I was bored and I found the inequality $$\pi-\left(90\sum_{n=1}^mn^{-4}\right)^{\frac14}<\pi-\left(6\sum_{n=1}^mn^{-2}\right)^{\frac12},$$ where $m$ is a positive integer. Which is basically derived from $\zeta(4)=\frac{\pi^4}{90}$ and $\zeta(2)=\frac{\pi^2}6$.

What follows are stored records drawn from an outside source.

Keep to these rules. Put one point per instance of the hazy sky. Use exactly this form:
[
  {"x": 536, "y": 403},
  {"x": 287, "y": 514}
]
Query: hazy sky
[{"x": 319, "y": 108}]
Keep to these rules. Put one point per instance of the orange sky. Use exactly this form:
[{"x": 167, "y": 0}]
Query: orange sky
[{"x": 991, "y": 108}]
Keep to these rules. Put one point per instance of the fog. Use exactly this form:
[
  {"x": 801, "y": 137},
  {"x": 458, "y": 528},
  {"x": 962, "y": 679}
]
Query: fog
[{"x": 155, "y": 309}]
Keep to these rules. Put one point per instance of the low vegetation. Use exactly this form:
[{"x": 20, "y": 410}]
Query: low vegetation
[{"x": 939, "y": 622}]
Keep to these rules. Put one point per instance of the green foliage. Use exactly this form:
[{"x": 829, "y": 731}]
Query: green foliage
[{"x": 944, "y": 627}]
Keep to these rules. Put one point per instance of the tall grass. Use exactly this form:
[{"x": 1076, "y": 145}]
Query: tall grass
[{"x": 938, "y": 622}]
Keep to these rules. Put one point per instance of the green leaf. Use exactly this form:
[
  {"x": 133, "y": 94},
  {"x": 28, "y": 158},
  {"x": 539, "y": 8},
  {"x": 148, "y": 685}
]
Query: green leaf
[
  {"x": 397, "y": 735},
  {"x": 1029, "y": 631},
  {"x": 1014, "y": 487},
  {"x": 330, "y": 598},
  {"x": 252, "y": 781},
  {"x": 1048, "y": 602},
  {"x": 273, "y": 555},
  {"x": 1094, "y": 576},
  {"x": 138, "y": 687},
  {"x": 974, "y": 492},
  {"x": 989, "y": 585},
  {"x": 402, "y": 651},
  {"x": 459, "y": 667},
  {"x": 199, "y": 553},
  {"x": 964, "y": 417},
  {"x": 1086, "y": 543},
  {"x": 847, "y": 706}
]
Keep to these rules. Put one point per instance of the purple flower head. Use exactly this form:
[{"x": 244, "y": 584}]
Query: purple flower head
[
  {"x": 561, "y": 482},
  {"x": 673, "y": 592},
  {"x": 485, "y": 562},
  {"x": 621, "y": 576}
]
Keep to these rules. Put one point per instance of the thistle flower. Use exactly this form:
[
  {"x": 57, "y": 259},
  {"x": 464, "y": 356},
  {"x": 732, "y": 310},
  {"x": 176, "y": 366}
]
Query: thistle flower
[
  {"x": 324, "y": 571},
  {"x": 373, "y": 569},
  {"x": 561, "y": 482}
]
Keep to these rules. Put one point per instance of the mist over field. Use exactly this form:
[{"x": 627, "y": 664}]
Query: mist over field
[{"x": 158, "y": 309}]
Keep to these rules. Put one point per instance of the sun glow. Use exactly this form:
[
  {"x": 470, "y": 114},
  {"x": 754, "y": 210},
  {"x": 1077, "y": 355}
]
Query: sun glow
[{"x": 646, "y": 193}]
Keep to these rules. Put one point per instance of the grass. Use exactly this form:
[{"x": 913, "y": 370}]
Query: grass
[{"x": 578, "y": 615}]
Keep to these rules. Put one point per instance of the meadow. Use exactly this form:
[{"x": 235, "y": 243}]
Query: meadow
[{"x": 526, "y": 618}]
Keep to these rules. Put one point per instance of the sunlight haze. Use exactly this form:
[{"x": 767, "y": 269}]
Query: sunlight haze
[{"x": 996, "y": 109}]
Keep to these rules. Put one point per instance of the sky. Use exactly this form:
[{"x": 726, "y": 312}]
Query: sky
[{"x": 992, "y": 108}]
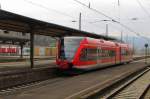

This is equivalent to $$5\sum_{n=1}^mn^{-4}>2\left(\sum_{n=1}^mn^{-2}\right)^2.$$ At first I tried a direct proof, and simplified it down to $$3\sum_{n=1}^mn^{-4}>4\sum_{\substack{1\le i,j\le m\\i\neq j}}(ij)^{-2}$$ but there wasn't an obvious way for me to proceed from here. My second attempt was to use induction, and the case $m=1$ was trivial, but the IH was too weak. I used the hypothesis to get $$5(m+1)^{-4}+5\sum_{n=1}^mn^{-4}>5(m+1)^{-4}+2\left(\sum_{n=1}^mn^{-2}\right)^2,$$ but $2\left(\sum_{n=1}^mn^{-2}+(m+1)^{-2}\right)^2\ge RHS$ (by desmos), so that didn't work as well. I don't think Cauchy works either, though not that sure.
If anyone could provide a solution, then I'd greatly appreciate it! I preferably want an elementary solution.